Running any algorithm on the full \(n\)-node tree for each query wastes time on nodes that don't matter. The key observation: the only nodes that affect the answer are the \(k\) important nodes and their pairwise LCAs.

The virtual tree (also called auxiliary tree) is a compressed tree containing at most \(2k - 1\) nodes. It preserves the ancestor-descendant relationships and distances between important nodes, discarding everything else.


What Goes Into the Virtual Tree

Given important nodes \(\{v_1, v_2, \ldots, v_k\}\):

  1. Include all \(k\) important nodes.
  2. Include all pairwise LCAs of consecutive important nodes when sorted by DFS entry time.
  3. Include the LCA of the entire set (which is the LCA of the first and last nodes in DFS order).

The total number of nodes is at most \(2k - 1\). Edges in the virtual tree represent paths in the original tree — you can annotate them with the original path's length or minimum weight.


Construction Algorithm

  1. Preprocess the original tree: compute DFS entry times and binary lifting tables for LCA queries.
  2. Sort the important nodes by DFS entry time: \(v_1, v_2, \ldots, v_k\).
  3. Compute pairwise LCAs: for each consecutive pair \((v_i, v_{i+1})\), compute \(\text{LCA}(v_i, v_{i+1})\).
  4. Collect all relevant nodes: the \(k\) important nodes + their pairwise LCAs. Remove duplicates and sort by DFS entry time.
  5. Build the virtual tree using a stack:
  6. Process nodes in DFS order.
  7. Maintain a stack representing the current root-to-node path in the virtual tree.
  8. For each new node: pop the stack until the top is an ancestor of the new node. The new node becomes a child of the stack top.
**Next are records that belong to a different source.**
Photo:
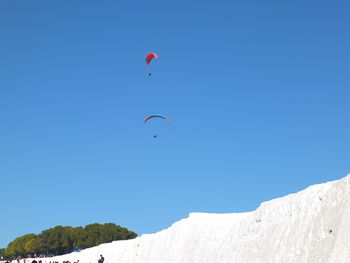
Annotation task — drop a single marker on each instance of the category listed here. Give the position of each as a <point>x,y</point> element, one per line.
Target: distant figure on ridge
<point>101,260</point>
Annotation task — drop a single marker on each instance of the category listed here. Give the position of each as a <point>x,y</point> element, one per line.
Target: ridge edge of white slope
<point>312,225</point>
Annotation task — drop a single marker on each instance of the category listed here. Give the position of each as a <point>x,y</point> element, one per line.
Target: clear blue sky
<point>257,91</point>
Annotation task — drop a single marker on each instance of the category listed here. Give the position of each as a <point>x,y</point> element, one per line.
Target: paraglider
<point>149,58</point>
<point>156,116</point>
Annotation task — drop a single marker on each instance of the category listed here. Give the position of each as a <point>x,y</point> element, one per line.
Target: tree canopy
<point>65,239</point>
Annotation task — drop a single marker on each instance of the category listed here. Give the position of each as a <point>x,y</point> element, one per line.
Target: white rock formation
<point>310,226</point>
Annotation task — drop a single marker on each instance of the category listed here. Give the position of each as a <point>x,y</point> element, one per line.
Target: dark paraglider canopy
<point>156,116</point>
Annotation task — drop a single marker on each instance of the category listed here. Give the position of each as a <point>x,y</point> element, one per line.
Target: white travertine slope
<point>310,226</point>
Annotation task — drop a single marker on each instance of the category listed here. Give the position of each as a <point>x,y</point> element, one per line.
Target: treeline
<point>65,239</point>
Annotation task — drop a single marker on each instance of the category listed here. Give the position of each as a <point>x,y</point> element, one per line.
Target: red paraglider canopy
<point>151,56</point>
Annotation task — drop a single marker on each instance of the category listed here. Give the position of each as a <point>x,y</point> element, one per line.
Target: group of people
<point>100,260</point>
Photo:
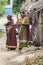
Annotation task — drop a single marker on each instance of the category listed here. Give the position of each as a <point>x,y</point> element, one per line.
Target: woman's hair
<point>9,17</point>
Trace: Building a Virtual Tree

Original tree (10 nodes):

          1
        / | \
       2  3  4
      / \    |
     5   6   7
    / \
   8   9
       |
      10

DFS entry times (one possible DFS order):

Node 1 2 5 8 9 10 6 3 4 7
tin 0 1 2 3 4 5 6 7 8 9

Important nodes: {6, 8, 10, 7}

Step 1: Sort by DFS entry time: 8 (tin=3), 10 (tin=5), 6 (tin=6), 7 (tin=9).

Step 2: Compute pairwise LCAs: - LCA(8, 10) = 5 (both under node 5) - LCA(10, 6) = 2 (10 is under 5 under 2; 6 is under 2) - LCA(6, 7) = 1 (6 is under 2 under 1; 7 is under 4 under 1)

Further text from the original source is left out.